Forget international tourism -- Ventotene is barely even on the radar of Italians. For those who have made it to this utterly relaxing and authentic island, Ventotene draws the same words of praise -- deliziosa, carinissima, and more permutations of "delightful" -- conveying the surprise of having found this gioiellino ("little jewel") of an island right here in Italian waters, mere hours from the chaotic cities of Rome and Naples. In an archipelago where the largest island, Ponza, is only 7.5 sq. km (3 sq. miles) with a population of 3,100, Ventotene brings new meaning to "diminutive," with only 1.5 sq. km (1/2 sq. mile) of surface area and year-round residents numbering 600.

Ventotene's isolation appealed to the ancient Romans, who established an exile colony here where they sent several embarrassing female members of the imperial family on extended "time-outs." The ruins of the sumptuous villa built for Julia, the wild-child daughter of Augustus, can be visited on the northern tip of Ventotene. But the Romans' most salient legacy on Ventotene is the port they built by hand, excavating a basin of tufa on the northeast coast. The porto romano was a triumph of engineering then as now; it's still in use for the small boats of Ventotene, and still the heart of the tight-knit seafaring community here.

The narrow squiggle of porous brown tufa that is Ventotene (highest elevation: 18m/59 ft. above sea level) takes less than an hour to walk from end to end. Along the coast, the tufa drops off to create suggestive coves ideal for exploring by sea -- and excellent diving -- but only one sandy beach of any size, Cala Nave, which is crowded in July and August.
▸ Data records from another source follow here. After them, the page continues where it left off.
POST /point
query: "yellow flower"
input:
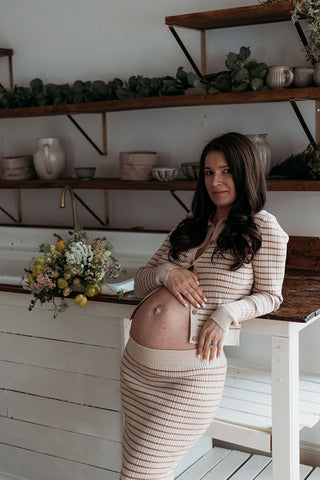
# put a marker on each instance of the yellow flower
(40, 261)
(92, 290)
(37, 269)
(81, 300)
(61, 246)
(62, 283)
Ventotene town, adorable and authentic though it is, is a one-piazza affair that offers plenty of charm but not a whole lot of excitement. Visible from the eastern coast of Ventotene is the former prison island of Santo Stefano, where after a 7-minute crossing (informally arranged with local boatmen) you can explore the defunct 18th-century Bourbon prison, as well as some Roman ruins, and marvel at the rampant vegetation on this panettone-shaped tufa spur.

Ventotene may be the best island in Italy for adopting the unhurried rhythms of real isolani. Stressed-out city folk and hopeless romantics love it, as will anyone looking to unplug and inhale the sublime isolation of this little Mediterranean paradise. If that sounds good, book a weeklong stay. But if you're an action-and-amenities sort of traveler, 1 day and evening on Ventotene, before continuing on to Ponza or Ischia, will be just right.